9 kwietnia 2002 roku w Opactwie Westminsterskim pochowano matkę królowej Elżbiety. Według Business Insider w uroczystości wzięło 2,1 tys. osób. 12,5 mln dolarów - taka była jej cena według dzisiejszej wartości.
Na ich tle najbardziej wyróżniają się uroczystości pogrzebowe księżnej Diany, która zginęła w 1997 r. w wypadku samochodowym. Mimo że nie była to uroczystość państwowa, na trasę przejazdu jej trumny przybyło ponad milion osób. Transmisja z jej pogrzebu była emitowana na całym świecie i obejrzało ją ok. 2,5 mld osób. Uroczystości pożegnalne szacuje się na 11,8 mln dolarów.
Co dostał książę William?
W innym artykule w InnPoland pisaliśmy o tym, co śmierć królowej Elżbiety II zmieniła w życiu księcia Williama.

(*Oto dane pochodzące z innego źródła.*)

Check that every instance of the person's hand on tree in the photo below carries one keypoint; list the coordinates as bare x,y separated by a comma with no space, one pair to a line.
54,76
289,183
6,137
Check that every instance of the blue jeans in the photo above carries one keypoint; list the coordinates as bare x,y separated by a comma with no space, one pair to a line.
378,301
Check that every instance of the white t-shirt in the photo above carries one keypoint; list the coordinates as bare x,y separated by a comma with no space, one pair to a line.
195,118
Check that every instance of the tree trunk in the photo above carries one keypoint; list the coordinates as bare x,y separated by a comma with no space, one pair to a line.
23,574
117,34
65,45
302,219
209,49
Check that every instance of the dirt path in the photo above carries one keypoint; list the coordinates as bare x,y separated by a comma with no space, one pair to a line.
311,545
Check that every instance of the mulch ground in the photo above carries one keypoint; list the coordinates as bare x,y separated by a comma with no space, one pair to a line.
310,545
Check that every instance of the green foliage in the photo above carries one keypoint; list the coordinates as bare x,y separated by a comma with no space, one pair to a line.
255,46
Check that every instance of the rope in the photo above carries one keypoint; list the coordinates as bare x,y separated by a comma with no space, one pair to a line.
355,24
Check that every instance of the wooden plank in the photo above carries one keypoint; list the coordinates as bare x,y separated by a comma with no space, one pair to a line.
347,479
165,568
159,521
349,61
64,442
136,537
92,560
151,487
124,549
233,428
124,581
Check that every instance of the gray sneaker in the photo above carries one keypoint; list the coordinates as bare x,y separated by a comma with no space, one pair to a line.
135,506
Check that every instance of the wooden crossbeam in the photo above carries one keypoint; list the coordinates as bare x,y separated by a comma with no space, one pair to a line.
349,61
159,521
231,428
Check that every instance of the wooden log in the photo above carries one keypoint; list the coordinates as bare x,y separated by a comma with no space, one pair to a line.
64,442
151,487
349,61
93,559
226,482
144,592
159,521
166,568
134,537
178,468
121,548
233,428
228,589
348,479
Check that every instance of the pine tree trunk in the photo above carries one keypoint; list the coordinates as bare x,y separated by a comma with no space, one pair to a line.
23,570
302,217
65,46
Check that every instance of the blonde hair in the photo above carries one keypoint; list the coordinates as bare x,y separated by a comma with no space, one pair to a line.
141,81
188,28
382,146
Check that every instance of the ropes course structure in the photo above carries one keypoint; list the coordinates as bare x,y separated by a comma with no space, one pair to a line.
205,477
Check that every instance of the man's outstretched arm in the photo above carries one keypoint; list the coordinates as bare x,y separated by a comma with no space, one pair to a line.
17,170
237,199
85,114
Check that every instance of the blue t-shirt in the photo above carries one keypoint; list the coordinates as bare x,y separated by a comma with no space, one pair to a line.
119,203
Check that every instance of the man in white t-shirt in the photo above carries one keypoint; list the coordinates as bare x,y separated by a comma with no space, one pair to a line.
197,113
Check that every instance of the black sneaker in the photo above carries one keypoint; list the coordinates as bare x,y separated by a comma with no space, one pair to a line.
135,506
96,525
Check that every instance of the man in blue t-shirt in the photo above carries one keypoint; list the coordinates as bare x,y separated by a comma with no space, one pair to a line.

Przede wszystkim książę William będzie następcą tronu po odejściu króla Karola III. Ponadto otrzymał majątek wyceniany na miliard dolarów. Jak informuje "The Guardian", tym samym stał się jednym z największych posiadaczy ziemskich w Wielkiej Brytanii.
Ponadto stał się właścicielem Księstwa Kornwalii i zyskał tytuł jego księcia. Obejmuje ono 28 tysięcy akrów, a znajdują się na nim między innymi więzienie Dartmoor, osiedle mieszkaniowe w Dorchester w hrabstwie Dorset oraz boisko do krykieta The Oval w południowym Londynie.
Ważne jest to, że Księstwa Kornwalii nie można sprzedać. Musi pozostać własnością członka rodziny królewskiej, który jedynie czerpie z niej korzyści majątkowe.